El desarrollo no es una línea recta que se dirige siempre hacia delante, hay momentos en que ocurren regresiones y los 30 meses suelen ser una de esas fases. Es muy probable que el pequeño pierda algunos de los logros que había alcanzado en las semanas anteriores, es lo que en Psicología se conoce como “regresión en el desarrollo”.

¿Cuáles son las regresiones más comunes a esta edad? Es probable que el niño quiera volver a coger el chupete, que se haga pipí encima sin avisar, que vuelva a despertarse a medianoche cuando ya dormía de un tirón o que se vuelva más dependiente e inseguro. En fin, una regresión implica la pérdida de manera temporal de alguna capacidad que ya había adquirido.

¿Por qué ocurren las regresiones?

Como ya habíamos indicado, el desarrollo es un proceso que implica retrocesos. Si tuviésemos que representarlo gráficamente podríamos imaginarlo como una espiral, que va hacia arriba, pero en la cual también hay solapamientos y repliegues. Por tanto, como mismo has aceptado que el niño aprende con increíble rapidez, también debes aceptar que de vez en cuando necesita dar un paso atrás y tomarse una pausa. De hecho, las regresiones a menudo son útiles para consolidar otros aprendizajes.

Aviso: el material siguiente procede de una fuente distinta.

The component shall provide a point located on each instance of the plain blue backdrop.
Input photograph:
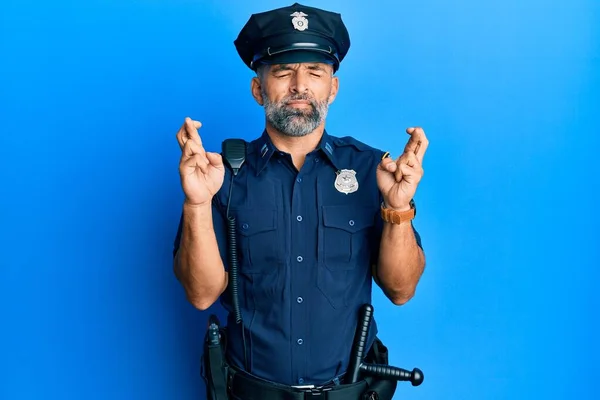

No obstante, a veces las regresiones no se corresponden con el proceso de desarrollo normal, por lo que es importante que te mantengas atenta a todos los comportamientos del niño. Por ejemplo, unas vacaciones fuera de casa, empezar en el jardín de la infancia, cambiar de niñera o simplemente haber visto una película impresionante pueden ser algunas de las causas que conduzcan a una regresión. Lo normal es que estos retrocesos no sean permanentes; es decir, el niño vuelve a adquirir la habilidad después de varios días o algunas semanas.

Las regresiones en el lenguaje y los errores al hablar

Como regla general, las regresiones en el lenguaje suelen ser las más preocupantes porque en ocasiones indican un trastorno de base o algún tipo de trauma. Si notas que su vocabulario se ha reducido mucho, que apenas habla o que ha perdido algunas de sus habilidades sociales, lo mejor será que consultes a un especialista.

Sin embargo, considera que a esta edad es normal que mezcle palabras o que se equivoque al decir algunas, incluso si días antes las pronunciaba correctamente. Estos errores forman parte del periodo de adquisición del lenguaje y son totalmente normales.